Glucocorticoids are the mainstay of immunosuppression for active moderate–severe Graves' orbitopathy (GO).
To analyze the response to therapy and the contribution of glucocorticoid receptor (GR) gene polymorphisms to the therapeutic outcome of intravenous glucocorticoids (IVGC) in active moderate–severe GO.
We have studied 58 patients treated with 7.5 g i.v. methylprednisolone (cumulative dose). Ophthalmological assessment was performed at baseline and at 6–8, 12–16, and 24–30 weeks after the first infusion. Three GR gene polymorphisms, ER22/23EK, N363S, and BCL1, which have been associated to variable sensitivity to steroids, were studied in 43/58 patients. The therapeutic outcomes defined as: i) reduction of the clinical activity score (CAS) ≥2 points or ii) reduction of proptosis ≥2 mm or iii) improvement of diplopia according to the Gorman score were also studied in relation to treatment schedule, age, gender, duration of thyroid or GO, smoking habits, and serum TSH-receptor autoantibodies levels.

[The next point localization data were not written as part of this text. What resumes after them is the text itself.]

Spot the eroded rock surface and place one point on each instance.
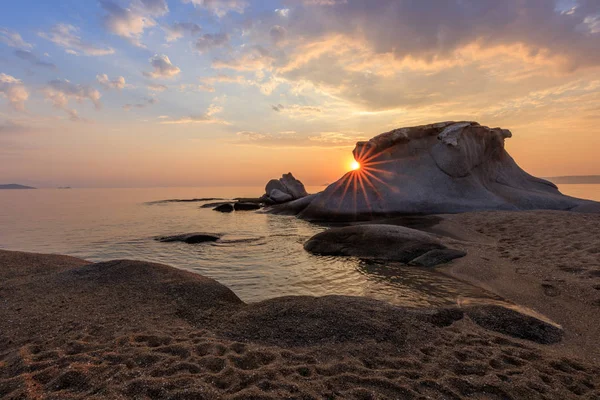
(447, 167)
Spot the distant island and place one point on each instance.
(582, 179)
(15, 186)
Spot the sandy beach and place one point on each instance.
(126, 329)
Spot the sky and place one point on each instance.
(139, 93)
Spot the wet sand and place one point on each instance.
(125, 329)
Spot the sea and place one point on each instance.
(259, 256)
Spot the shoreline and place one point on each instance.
(75, 329)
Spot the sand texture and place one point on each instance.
(125, 329)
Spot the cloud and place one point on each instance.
(209, 41)
(60, 92)
(179, 29)
(116, 83)
(66, 36)
(14, 90)
(293, 139)
(148, 101)
(155, 87)
(13, 39)
(252, 58)
(163, 68)
(220, 7)
(296, 109)
(10, 127)
(208, 117)
(130, 22)
(411, 28)
(33, 59)
(278, 34)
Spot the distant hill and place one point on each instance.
(585, 179)
(15, 186)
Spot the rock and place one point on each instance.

In total, 70% of patients responded and had GO inactivation (CAS <4) as early as 6–8 weeks. At 12–16 weeks, the proportion of patients who became inactive increased by another 10% up to a total of 80%. ER22/23EK and N363S polymorphisms were present only in about 7%, while the Bcl1 variant was present in 30% of patients; no significant association of any of the GR polymorphisms with either the therapeutic response or the occurrence of side effects was observed.
Most patients with active GO respond to IVGC as early as 6–8 weeks of therapy and the analyzed GR polymorphisms do not influence the therapeutic effect of steroids. Questions arise about the need of continuing therapy up to 12 weeks in nonresponders. We suggest that these patients may be switched to other treatments alone or in combination with steroids.